Conversazione with Winston Wallin on October 21, 1997 at the Minnesota History Center in St. Paul, Minnesota.

“The thing to remember about the medical device industry, if you really want to remember anything about the medical device industry, is that it is still very much of a growth industry. In a growth industry, you either grow or you die, and it’s much easier to grow. It’s much more appealing than to not do anything and then find that all your competitors grow, and then one day the phone rings and someone wants to buy your company, and that’s the end of that. In fact, back in ‘85, Medtronic was worth about $400 million. It’s now $22 billion. That’s, I think, a fifty-five times increase in the value of Medtronic in twelve years. I used to worry about someone buying the company when it was only $400 million, and so one of the first things I did was get the board together and understand the poison pill, and we put the poison pill in and broadcast it so people wouldn’t think it’s going to be a pushover. Then I always had the thought that if anyone did call and want to buy the company—and I know some people were looking at Medtronic—that I would say, “Well, you know, I’ll get together with you, but I’ve got to get this damned recall out of the way first.” [Laughter]

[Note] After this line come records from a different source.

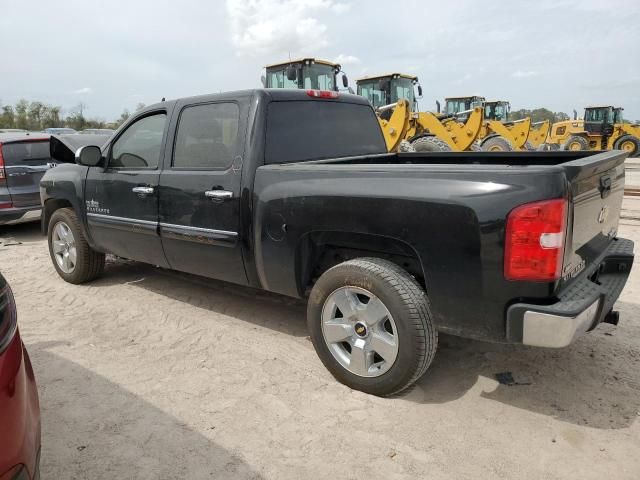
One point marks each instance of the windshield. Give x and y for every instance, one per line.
x=402, y=88
x=596, y=115
x=495, y=111
x=617, y=116
x=371, y=92
x=456, y=105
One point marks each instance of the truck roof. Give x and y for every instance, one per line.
x=270, y=94
x=304, y=60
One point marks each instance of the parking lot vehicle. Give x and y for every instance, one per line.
x=19, y=407
x=603, y=128
x=294, y=192
x=24, y=157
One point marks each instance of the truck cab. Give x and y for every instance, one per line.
x=305, y=73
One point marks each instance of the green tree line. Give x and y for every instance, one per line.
x=38, y=115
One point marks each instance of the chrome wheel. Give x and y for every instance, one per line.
x=63, y=245
x=359, y=331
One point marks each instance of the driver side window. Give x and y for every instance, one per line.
x=139, y=146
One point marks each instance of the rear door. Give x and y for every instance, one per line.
x=200, y=191
x=122, y=199
x=25, y=162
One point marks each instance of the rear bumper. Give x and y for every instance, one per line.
x=579, y=308
x=12, y=216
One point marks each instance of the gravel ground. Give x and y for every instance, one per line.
x=149, y=374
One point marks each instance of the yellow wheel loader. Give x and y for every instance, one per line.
x=405, y=128
x=602, y=128
x=498, y=134
x=304, y=73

Another thing to remember is demand is driven by patient needs, it’s driven by age. The older you get, generally, the greater the needs, and it’s driven by the affluence in the countries, the United States and all the countries in the world. All of those things are heading up. Certainly, unless something remarkable happens, twenty years from now the world will be much more affluent than it is today. There’ll be lots of countries that will be able to buy relatively expensive devices. So the demographics and everything are still very much in place and very positive.”


Biographical Information

Winston R. Wallin was born in Minnesota and graduated from a Minnesota university. He was a grain trader, executive, and board member for a major Minnesota food company. From the late 1970s until the mid 1990s, he was a board member, and served the last five years as a chief executive, of Medtronic.